² Cardinal was the front-end serving all data we produced to our customers. From traditional base data: slope map, orthophotography, dynamic surface model to advanced analytics like safety insights hall roads width, faces heights, stockpile volumes, etc.

³ Annotations was one of the customers’ favorite feature. It was enabling collaboration, work tracking, notification, export, computation, etc.

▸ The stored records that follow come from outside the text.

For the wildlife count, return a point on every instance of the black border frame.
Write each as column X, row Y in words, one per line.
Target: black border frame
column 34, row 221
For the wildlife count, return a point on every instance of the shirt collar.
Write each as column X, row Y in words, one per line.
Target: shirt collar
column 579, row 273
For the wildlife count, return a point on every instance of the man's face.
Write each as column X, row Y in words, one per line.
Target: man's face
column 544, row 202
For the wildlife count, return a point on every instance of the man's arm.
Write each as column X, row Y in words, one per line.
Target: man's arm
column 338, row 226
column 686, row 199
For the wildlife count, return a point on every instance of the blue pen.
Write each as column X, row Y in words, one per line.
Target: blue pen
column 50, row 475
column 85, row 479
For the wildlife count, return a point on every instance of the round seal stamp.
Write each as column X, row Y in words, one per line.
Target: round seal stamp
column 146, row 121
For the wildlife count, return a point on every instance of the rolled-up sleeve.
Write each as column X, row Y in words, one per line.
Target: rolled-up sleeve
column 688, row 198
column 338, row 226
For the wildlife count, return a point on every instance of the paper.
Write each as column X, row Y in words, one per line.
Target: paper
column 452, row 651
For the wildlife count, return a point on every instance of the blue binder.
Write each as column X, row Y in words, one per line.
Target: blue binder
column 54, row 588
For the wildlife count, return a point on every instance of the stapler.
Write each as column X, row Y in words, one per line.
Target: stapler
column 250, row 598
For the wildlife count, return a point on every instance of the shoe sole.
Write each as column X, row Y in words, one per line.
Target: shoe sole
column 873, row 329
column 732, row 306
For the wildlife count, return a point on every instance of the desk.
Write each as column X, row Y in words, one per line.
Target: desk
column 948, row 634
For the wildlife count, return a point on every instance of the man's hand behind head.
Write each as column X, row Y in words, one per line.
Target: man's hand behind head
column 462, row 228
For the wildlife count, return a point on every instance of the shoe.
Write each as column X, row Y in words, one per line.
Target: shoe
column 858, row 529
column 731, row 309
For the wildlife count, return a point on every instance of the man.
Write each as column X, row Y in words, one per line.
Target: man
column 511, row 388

Automatically detected water displayed as an annotation ready to trigger operational actions on the field

⁴ GanNet, was the codename of the automated digitization project. It is a bird name as all our microservices. Our mono repository was named nest and we had several birdies. A commitment to our angry birds tradition 😊. Some other examples: automolus, koepckeae alias cupcake, mesange, seagull, parrot, logrunner, etc.

⁵ We were providing a set of methods for volume computations — covering all possible use cases. One of the method, publicly called “breakline” was capable of way more. One of its function was to erase unwanted data to provide more accurate results.

On the left: the typical DSM coming out of drone data processing. On the right: reconstructed DSM removing the conveyor belt over the stockpile.